Perenti Limited has announced an on-market buy-back of its ordinary fully paid shares, as indicated by the ASX security code PRN. This move is part of the company’s strategic efforts to optimize its capital structure and potentially enhance shareholder value. The buy-back could impact the company’s stock liquidity and market perception, signaling confidence in its financial health and future prospects.
Perenti Global has announced the application for quotation of 11,660,246 ordinary fully paid securities on the Australian Securities Exchange (ASX). These shares are part of the Perenti Incentive Rights Plan and will be managed by the Trustee on behalf of current and future participants. This move is likely to enhance employee engagement and align interests with company performance, potentially impacting Perenti’s operational strategies and market positioning.
Perenti’s underground mining business, Barminco, has secured a four-year contract valued at approximately A$300 million with Ramelius Resources for the Dalgaranga Gold Project. This contract, which includes an option to extend for 12 months, will enhance Barminco’s scale and contribute to Perenti’s Australian earnings and cash generation, reinforcing its industry position and stakeholder value.
Perenti Limited has announced the final notification of its on-market buy-back program, purchasing a total of 15,181,948 ordinary fully paid securities for a consideration of AUD 18,469,553.45. This buy-back is part of the company’s strategy to optimize its capital structure and enhance shareholder value, reflecting its commitment to returning capital to shareholders and potentially improving its market position.
Perenti Limited has announced its 2025 Annual General Meeting, scheduled for October 10, 2025, at the Parmelia Hilton Hotel in Perth, Western Australia. Shareholders will have the opportunity to participate in the meeting both in-person and online, where they can view the proceedings, vote in real-time, and engage with the company through a Q&A session. The meeting will cover various resolutions, and shareholders are encouraged to review the accompanying Explanatory Memorandum for detailed information to make informed voting decisions.

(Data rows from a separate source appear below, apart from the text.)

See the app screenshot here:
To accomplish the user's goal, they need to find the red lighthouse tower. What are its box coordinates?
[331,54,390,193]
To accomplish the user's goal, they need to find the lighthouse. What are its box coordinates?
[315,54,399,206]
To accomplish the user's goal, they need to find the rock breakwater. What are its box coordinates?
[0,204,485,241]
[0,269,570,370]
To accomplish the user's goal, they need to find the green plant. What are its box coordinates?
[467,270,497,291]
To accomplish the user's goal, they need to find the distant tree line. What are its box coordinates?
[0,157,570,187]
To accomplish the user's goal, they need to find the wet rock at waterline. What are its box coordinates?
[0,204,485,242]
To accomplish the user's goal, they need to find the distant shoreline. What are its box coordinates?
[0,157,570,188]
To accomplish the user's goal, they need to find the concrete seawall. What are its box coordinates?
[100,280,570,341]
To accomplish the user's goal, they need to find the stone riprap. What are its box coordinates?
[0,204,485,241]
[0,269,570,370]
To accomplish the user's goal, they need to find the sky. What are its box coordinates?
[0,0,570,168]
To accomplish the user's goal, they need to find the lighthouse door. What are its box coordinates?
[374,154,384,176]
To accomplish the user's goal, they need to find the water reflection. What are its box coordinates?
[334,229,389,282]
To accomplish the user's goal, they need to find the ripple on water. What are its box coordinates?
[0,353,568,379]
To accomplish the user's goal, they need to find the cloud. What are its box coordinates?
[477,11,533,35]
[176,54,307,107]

Perenti Limited has announced the details of its 2025 Annual General Meeting, which will be held on October 10, 2025, both online and in person at The Parmelia Hilton in Perth. The company is committed to ensuring the safety of its shareholders and team members while maximizing shareholder participation. Shareholders can attend the meeting virtually or in person, with the option to ask questions and vote during the meeting. The full Notice of Meeting, including the agenda and voting information, is available on Perenti’s website.